Yes, there is substantial evidence and widespread agreement among patient advocates, charities, and some independent analyses that most ME/CFS research proposals face inherent structural and systemic disadvantages that make it extremely difficult for them to reach the "equal merit" threshold required to benefit from the MRC's prioritisation mechanism.
The MRC's priority area notice (in place since 2003) only provides a boost when proposals achieve the same median ranking score as others in a funding round after peer review. In practice, this tie-breaker rarely comes into play for ME/CFS because far fewer proposals even make it to that competitive stage, and those that do often score lower due to entrenched barriers. Here's why this happens, drawing from documented criticisms and data:
- Very low volume of applications: Historical data (e.g., from 2003-2023 analyses shared in ME/CFS research communities) shows an average of only about 2-5 genuine ME/CFS-focused proposals submitted to the MRC per year in recent decades, with many being
"false hits" (e.g., projects on general fatigue or overlapping conditions). The MRC's overall grant success rate is around 20% (roughly 1 in 5 funded), so statistically, you'd need at least 5 high-quality submissions annually to expect even one funded-but the submission rate has remained vanishingly low. This scarcity means few opportunities for any to reach "equal merit" comparisons.
- Inherent disadvantages in proposal quality and scoring:
- Lack of preliminary data: ME/CFS is an understudied field with no widely accepted biomarkers, limited large cohorts, and historical stigma framing it as psychosomatic. Funders (including MRC panels) often demand strong pilot data, preliminary results, or proof-of-concept evidence. Emerging or exploratory proposals (common in a nascent field) struggle here, as researchers can't easily generate that data without prior funding-creating a catch-22.
- Peer-review biases and expertise gaps: Panels may include reviewers without ME/CFS expertise who apply standards from better-established fields (e.g., expecting large sample sizes or clear mechanisms that don't yet exist due to underfunding).
Historical examples (including UK and international parallels like NIH panels) show occasional outright bias, where proposals are dismissed as "psychosomatic" or scored lower due to unfamiliarity with the condition's complexity.

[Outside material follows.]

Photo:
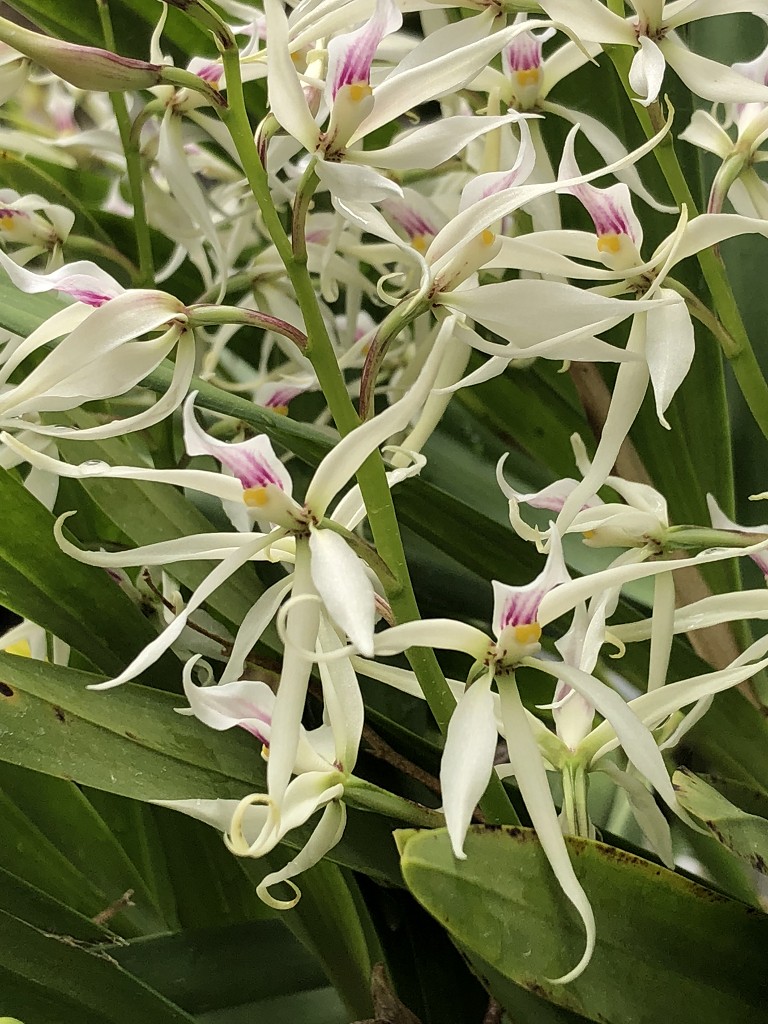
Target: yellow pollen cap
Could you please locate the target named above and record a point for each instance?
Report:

- Stigma and researcher deterrence: The field's reputation (influenced by past controversies like the PACE trial) discourages top researchers from entering, reducing the pool of experienced applicants who could produce highly competitive proposals. This perpetuates a cycle: fewer strong applications → lower average scores → fewer tie-breakers triggered → continued
In short, the prioritisation is real on paper but largely theoretical in practice for ME/CFS—most proposals never hit "equal merit" because of these baked-in hurdles. This is why advocates push for structural changes like ring-fenced pots, dedicated RFAs (requests for applications), or bias-mitigating measures to level the playing field and kickstart the field. Without them, the mechanism alone can't overcome decades of neglect.